Tech Stocks for the Tech-Averse Warren Buffett

Includes: BDX, FDS, GRMN, INFY
by: John P. Reese

Throughout his incredibly successful investing career, Warren Buffett has made money investing in a number of different types of companies. He's found big winners in consumer products firms like Coca-Cola (NYSE:KO), financials like American Express (NYSE:AXP), food-related companies such as Dairy Queen, insurers like GEICO and many others.

One area into which Buffett rarely delves, however, is technology. But as Robert Hagstrom noted in his 2002 book The Essential Buffett: Timeless Principles for the New Economy, Buffett's reluctance to invest in tech firms, "is not a statement that technology stocks are unanalyzable." In fact, while it's often said that Buffett shies away from tech firms because he doesn't understand them, Hagstrom says that is not true. At Berkshire's 2000 annual meeting, he says, Buffett said that, "it is not that we don't understand a technology business or its product. The reason we don't invest is because we can't understand the predictability of the economics ten years hence."

There's certainly some wisdom in that; by nature, the technology sector will always be more prone to game-changing surprises than most other sectors. But as we move into 2010, a number of areas of the tech market involve products or services that have become entrenched in the daily lives of individuals and businesses -- not trendy, here-today-gone-tomorrow items, but items around which industries have been built and in which extensive infrastructure investments have been made. Studies, for example, show that more than 75% of Americans own a personal computer, while about two-thirds of U.S. homes have broadband Internet service, and almost a third of North American adults own some sort of GPS navigation system.

Some of Buffett's recent picks have reflected the intertwining of the technology world and today's business world. In 2009, Buffett's Berkshire Hathaway picked up shares of Becton, Dickinson and Company (NYSE:BDX) -- not long after my Buffett-based model targeted the firm, which makes a variety of drug delivery and medical diagnostic technologies. And technology is also a big part of Chinese electric carmaker BYD, in which a Berkshire subsidiary has invested almost a quarter-billion dollars.

Because our society has become so reliant on technology, I allow my Buffett-based Guru Strategy computer model to roam the tech sector to find investment ideas. My model -- based on the book Buffettology, written by Buffett's former daughter-in-law and colleague Mary Buffett -- dives deeper into a company's history than any of my guru-based strategies, looking for companies with decade-long track records of success.

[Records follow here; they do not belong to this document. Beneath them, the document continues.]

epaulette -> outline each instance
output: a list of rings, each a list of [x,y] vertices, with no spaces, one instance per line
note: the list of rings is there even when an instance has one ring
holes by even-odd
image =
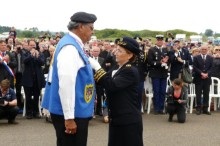
[[[105,74],[106,74],[106,72],[102,68],[99,69],[98,71],[96,71],[96,73],[94,75],[95,81],[98,82]]]
[[[126,64],[126,67],[131,67],[131,64]]]

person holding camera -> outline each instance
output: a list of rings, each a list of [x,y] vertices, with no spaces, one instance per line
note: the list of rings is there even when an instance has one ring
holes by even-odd
[[[0,84],[0,119],[8,119],[8,124],[17,124],[15,117],[18,114],[17,99],[15,92],[10,88],[8,79]]]
[[[153,86],[154,114],[164,114],[169,56],[167,48],[163,47],[164,36],[156,35],[156,45],[148,51],[149,77]]]
[[[186,103],[188,98],[187,87],[183,86],[182,79],[173,80],[173,85],[167,91],[167,113],[169,122],[173,121],[174,114],[177,114],[179,123],[186,121]]]

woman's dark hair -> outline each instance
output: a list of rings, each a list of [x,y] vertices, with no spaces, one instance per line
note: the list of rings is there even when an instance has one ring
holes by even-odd
[[[129,59],[129,62],[134,62],[136,59],[136,55],[134,53],[132,53],[131,51],[125,49],[126,53],[128,54],[133,54],[133,56]]]
[[[173,84],[177,85],[177,86],[182,86],[183,85],[183,80],[182,79],[174,79],[173,80]]]

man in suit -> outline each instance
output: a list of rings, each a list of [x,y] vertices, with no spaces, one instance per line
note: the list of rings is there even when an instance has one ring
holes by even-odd
[[[103,66],[104,58],[99,57],[101,50],[97,46],[92,46],[91,55],[98,63]],[[102,116],[102,98],[104,97],[104,89],[96,84],[96,107],[95,107],[95,114]]]
[[[174,45],[169,52],[170,62],[170,80],[179,78],[183,66],[191,65],[192,59],[189,51],[180,46],[180,41],[175,40]]]
[[[40,91],[45,86],[44,74],[41,66],[44,65],[44,56],[36,50],[36,42],[31,40],[28,51],[24,53],[24,71],[21,84],[24,87],[26,100],[26,118],[40,118],[39,97]],[[32,99],[33,96],[33,99]]]
[[[4,40],[0,40],[0,56],[0,82],[8,79],[10,81],[10,87],[14,88],[14,74],[9,70],[11,69],[13,71],[17,66],[17,61],[15,56],[7,50]]]
[[[169,57],[168,50],[163,48],[163,35],[157,35],[156,39],[156,45],[148,52],[149,77],[154,92],[154,114],[164,114]]]
[[[200,115],[203,110],[203,114],[210,115],[208,112],[209,107],[209,90],[211,84],[211,69],[213,65],[212,56],[208,55],[208,46],[203,45],[200,48],[201,54],[193,58],[193,70],[194,70],[194,83],[196,91],[197,108],[196,114]],[[201,103],[201,97],[203,93],[203,103]],[[203,106],[203,107],[202,107]]]

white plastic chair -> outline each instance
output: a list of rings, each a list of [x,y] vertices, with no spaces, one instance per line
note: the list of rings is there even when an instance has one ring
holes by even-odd
[[[24,88],[21,87],[21,94],[23,95],[23,100],[24,100],[24,107],[23,107],[23,117],[25,117],[26,115],[26,97],[25,97],[25,93],[24,93]],[[38,101],[38,107],[39,107],[39,115],[42,117],[42,111],[41,111],[41,100],[44,94],[44,88],[41,90],[41,95],[39,96],[39,101]],[[33,96],[32,96],[33,98]]]
[[[194,99],[196,99],[196,92],[195,92],[195,84],[194,83],[190,83],[189,84],[189,93],[188,93],[188,97],[190,98],[190,110],[189,113],[191,114],[193,111],[193,102]]]
[[[211,85],[210,85],[210,92],[209,92],[209,107],[208,111],[210,112],[210,106],[212,98],[214,99],[214,111],[217,110],[217,98],[220,100],[220,79],[217,77],[211,77]],[[216,92],[214,92],[216,89]]]

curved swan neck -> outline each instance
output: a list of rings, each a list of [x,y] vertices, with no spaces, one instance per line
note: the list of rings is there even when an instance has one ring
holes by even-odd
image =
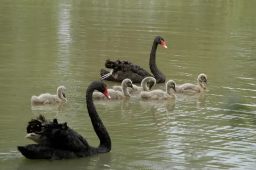
[[[58,88],[57,89],[57,96],[59,98],[63,100],[65,100],[66,99],[64,96],[63,96],[63,94],[62,94],[62,91],[60,88]]]
[[[142,80],[141,83],[141,85],[142,87],[142,91],[148,91],[149,89],[147,86],[147,83],[149,80],[149,78],[146,78]]]
[[[87,89],[86,94],[87,108],[94,131],[100,141],[100,146],[97,148],[98,151],[99,153],[106,153],[111,150],[111,141],[108,133],[97,113],[93,103],[92,93],[95,90],[94,87],[95,85],[96,85],[92,83]]]
[[[158,45],[158,44],[154,41],[149,57],[149,68],[156,78],[156,83],[164,83],[165,81],[165,77],[158,69],[156,63],[156,53]]]
[[[122,91],[123,91],[123,93],[125,96],[128,97],[131,96],[131,95],[130,94],[128,89],[127,89],[127,87],[126,86],[126,85],[125,85],[125,83],[123,84],[122,83]]]

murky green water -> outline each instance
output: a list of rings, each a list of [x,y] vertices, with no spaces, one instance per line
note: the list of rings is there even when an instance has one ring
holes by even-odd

Not many technology firms boast such lengthy track records, so when a tech stock does catch my Buffett model's eye, I take notice -- and currently the approach is keen on a few such stocks. Here's a look at how these firms have been able to put together the long-term results and balance sheets that my Buffett-based approach likes to see, despite being in a sector that can be prone to unexpected developments.

Garmin Ltd. (NASDAQ:GRMN): Garmin is up more than 70% since the 10-stock Buffett-based portfolio I track on picked it up last March, and the stock still gets a perfect 100% score from my Buffett-based model. A big reason is its decade-long history of strong earnings growth. The $6.9 billion market cap firm, whose international headquarters are located in Kansas, has upped earnings per share in 8 of the past 10 years, growing EPS at a 34.5% rate over that period.

Buffett has been known to target conservatively financed companies, and the model I base on his approach looks for firms that have enough annual earnings that they could, if need be, pay off all long-term debt in less than five years. Garmin doesn't need five years; it doesn't even need five minutes. The company has no long-term debt, a great sign.

Another reason the Buffett-based approach likes Garmin is that the company has averaged a 28.5% return on equity over the past ten years, almost double the model's 15% target. That's a sign of both the strong management and "durable competitive advantage" Buffett is known to look for.

Infosys Technologies (NASDAQ:INFY): Based in India, this $32 billion market cap IT firm gained more than 55% while in my Buffett-based portfolio from mid-July to late December of last year. It still gets very high marks from my Buffett model, thanks in part to its having upped EPS in each year of the past decade. The firm also has no long-term debt, and has averaged a 32.6% return on equity over the past ten years.

In addition, Infosys has generated a 29.8% return on retained earnings over the past decade. (This is derived by taking the $2.13 its EPS have increased in the past 10 years and dividing it by the amount of earnings it has retained -- i.e., not paid out in dividends -- in that period, $7.15.) That's more than twice this model's 12% target, another sign management is doing a good job with shareholder money.

FactSet Research Systems Inc. (NYSE:FDS): This Connecticut-based provider of global financial and economic data is another technology company with an impeccable earnings history. It has upped EPS in each year of the past decade, growing them from $0.49 to $2.97 in that time.

The $3 billion market cap firm also has no long-term debt, a 10-year average ROE of more than 25%, and $3.05 in free cash flow per share, all of which earn high marks from my Buffett-based model.

Disclosure: I'm long BDX, GRMN, INFY, and FDS.